The third was specialty boundaries. Marshall and Warren were a pathologist and an internal-medicine trainee in a regional Australian hospital. They were not gastroenterologists. They were not microbiologists by primary training. Their paper was published in The Lancet rather than in a specialty journal. The senior gastroenterologists who would have needed to take the hypothesis seriously had not trained these two researchers, did not know them socially, and had no reputational investment in their success. The opposite was actually true: the senior figures of gastroenterology had built careers on the acid-and-stress framework, and a junior outsider’s challenge to that framework was, structurally, a threat.

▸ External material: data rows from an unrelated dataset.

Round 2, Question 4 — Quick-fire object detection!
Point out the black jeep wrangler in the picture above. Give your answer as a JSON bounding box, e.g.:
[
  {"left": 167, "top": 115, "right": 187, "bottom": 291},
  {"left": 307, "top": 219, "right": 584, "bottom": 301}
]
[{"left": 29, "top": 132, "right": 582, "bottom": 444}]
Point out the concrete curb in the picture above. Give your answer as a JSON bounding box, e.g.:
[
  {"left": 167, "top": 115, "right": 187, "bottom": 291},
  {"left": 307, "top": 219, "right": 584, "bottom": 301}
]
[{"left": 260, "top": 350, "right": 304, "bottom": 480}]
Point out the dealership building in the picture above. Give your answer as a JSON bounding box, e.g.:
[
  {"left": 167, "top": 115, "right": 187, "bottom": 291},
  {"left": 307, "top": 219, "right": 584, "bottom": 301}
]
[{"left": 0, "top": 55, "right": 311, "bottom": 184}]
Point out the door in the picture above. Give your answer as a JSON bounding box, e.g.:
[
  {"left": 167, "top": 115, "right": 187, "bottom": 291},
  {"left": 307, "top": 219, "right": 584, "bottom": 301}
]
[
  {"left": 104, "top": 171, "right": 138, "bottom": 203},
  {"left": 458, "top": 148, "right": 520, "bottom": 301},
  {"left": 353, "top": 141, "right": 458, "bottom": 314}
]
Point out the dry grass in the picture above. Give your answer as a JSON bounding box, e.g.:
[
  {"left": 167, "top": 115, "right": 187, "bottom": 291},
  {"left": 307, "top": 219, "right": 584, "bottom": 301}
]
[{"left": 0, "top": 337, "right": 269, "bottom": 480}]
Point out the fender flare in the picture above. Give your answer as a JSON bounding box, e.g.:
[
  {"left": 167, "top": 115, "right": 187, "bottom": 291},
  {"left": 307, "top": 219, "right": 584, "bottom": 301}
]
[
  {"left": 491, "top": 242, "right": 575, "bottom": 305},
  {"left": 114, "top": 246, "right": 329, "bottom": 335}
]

The fourth was the absence of a mechanism. Even if the bacteria were present, even if they could be cultured, even if the self-experimentation showed them sufficient to cause gastritis, the question of how a bacterium could survive in the stomach’s acidic environment had no obvious answer in 1984. The answer turned out to be that H. pylori produces large quantities of urease, which converts urea to ammonia and creates a localized neutral microenvironment around the organism. This was worked out in the late 1980s. Without the mechanism, the bacterial hypothesis required a kind of provisional commitment to a fact that violated known biochemistry. Many researchers were unwilling to make that commitment until the mechanism was understood.

The fifth was the slow pace of independent replication. Replicating Marshall and Warren’s culture results required learning that the plates needed to be incubated for five days rather than two. Many labs that attempted to replicate the work in 1984 and 1985 did so with standard 48-hour protocols and failed to find the organism. This was reported back as a failure to replicate. It took several years for the longer incubation protocol to become standard, and during those years the experimental record was full of negative replications that strengthened the case against the hypothesis. The negative replications were technically wrong --- the labs were not doing the experiment correctly --- but they were broadcasting their results as evidence, and the field was reading them as evidence.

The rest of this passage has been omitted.